ASFA chief executive Mary Delahunty said: “The end of the year is an incredibly busy time, but once the ham or other festive food has been eaten and the Boxing Day Test has begun, investing as little as one hour to make sure you’re on track to achieve your standard-of-living retirement will reap dividends.
“This can be as simple as going over your latest statement, thinking about your risk appetite and whether it aligns with your current investments and considering seeking financial advice from an expert.”
Recent research commissioned by ASFA into Australians’ expectations of retirement highlighted the need for financial advice to be more accessible and affordable.

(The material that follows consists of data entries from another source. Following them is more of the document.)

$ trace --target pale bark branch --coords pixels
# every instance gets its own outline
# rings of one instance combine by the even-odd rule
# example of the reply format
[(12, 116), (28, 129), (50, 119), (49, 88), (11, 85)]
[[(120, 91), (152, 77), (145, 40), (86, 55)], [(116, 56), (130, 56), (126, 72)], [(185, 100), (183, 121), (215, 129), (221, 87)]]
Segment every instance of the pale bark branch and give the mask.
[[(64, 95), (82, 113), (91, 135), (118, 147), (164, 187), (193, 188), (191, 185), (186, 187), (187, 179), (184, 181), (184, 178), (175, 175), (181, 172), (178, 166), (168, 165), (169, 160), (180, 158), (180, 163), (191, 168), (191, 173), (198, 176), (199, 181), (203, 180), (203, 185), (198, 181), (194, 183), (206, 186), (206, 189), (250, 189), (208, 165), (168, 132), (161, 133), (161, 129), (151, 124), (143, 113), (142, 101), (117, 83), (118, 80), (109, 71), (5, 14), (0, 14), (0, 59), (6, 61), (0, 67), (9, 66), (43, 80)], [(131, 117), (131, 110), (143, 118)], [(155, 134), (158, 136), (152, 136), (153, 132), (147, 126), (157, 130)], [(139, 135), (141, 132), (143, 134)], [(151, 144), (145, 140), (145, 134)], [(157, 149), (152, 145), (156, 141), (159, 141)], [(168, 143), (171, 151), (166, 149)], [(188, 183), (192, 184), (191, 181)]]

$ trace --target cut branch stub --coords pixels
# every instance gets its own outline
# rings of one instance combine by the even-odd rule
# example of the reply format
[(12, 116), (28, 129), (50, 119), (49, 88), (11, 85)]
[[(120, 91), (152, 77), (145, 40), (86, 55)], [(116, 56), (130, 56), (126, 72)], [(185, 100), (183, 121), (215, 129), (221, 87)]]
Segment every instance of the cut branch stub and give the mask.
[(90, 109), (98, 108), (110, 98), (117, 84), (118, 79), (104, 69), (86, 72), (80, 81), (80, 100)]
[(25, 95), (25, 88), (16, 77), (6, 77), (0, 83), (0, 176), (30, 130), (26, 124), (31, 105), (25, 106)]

The survey of 1500 Australian adults found 30 per cent of respondents felt they would need between $500,000 and $1 million in superannuation to retire comfortably, with a similar proportion stating they would require between $1 million to $2 million.
These figures were well above those in the ASFA Retirement Standard, which showed a single person needed $595,000 and a couple required $690,000 at the time they finish work in order to fund a comfortable retirement.
Delahunty added the research also found only half those surveyed had sought professional advice to plan their retirement.
“It’s clear from our research that many Australians are overestimating the amount of money they need to comfortably retire, while some are underestimating it,” she said.
“This is where access to affordable and accessible financial advice could make a world of difference and ASFA supports the government’s recent announcement of tranche two of the Delivering Better Financial Outcomes reforms, which will help increase the supply of financial advice, thereby lowering the cost of high-quality advice. These reforms will help people make confident, informed decisions about their retirement.”
Aside from advice, fund members were also encouraged to look at simple things they could do to ensure their retirement savings were in good shape, including maximising super contributions.
Delahunty noted that where fund members were unlikely to reach their total of $30,000 of concessional contributions, including any employer contributions, they should consider topping them up and claiming a tax deduction in their next tax return.
As part of considering concessional contributions, she also advised superannuants to monitor their accounts to ensure they were not missing any super payments they were entitled to receive.
“The introduction of payday super from July 2025 will make it easier for you to see contributions in real time and pick up on any missed payments,” she said.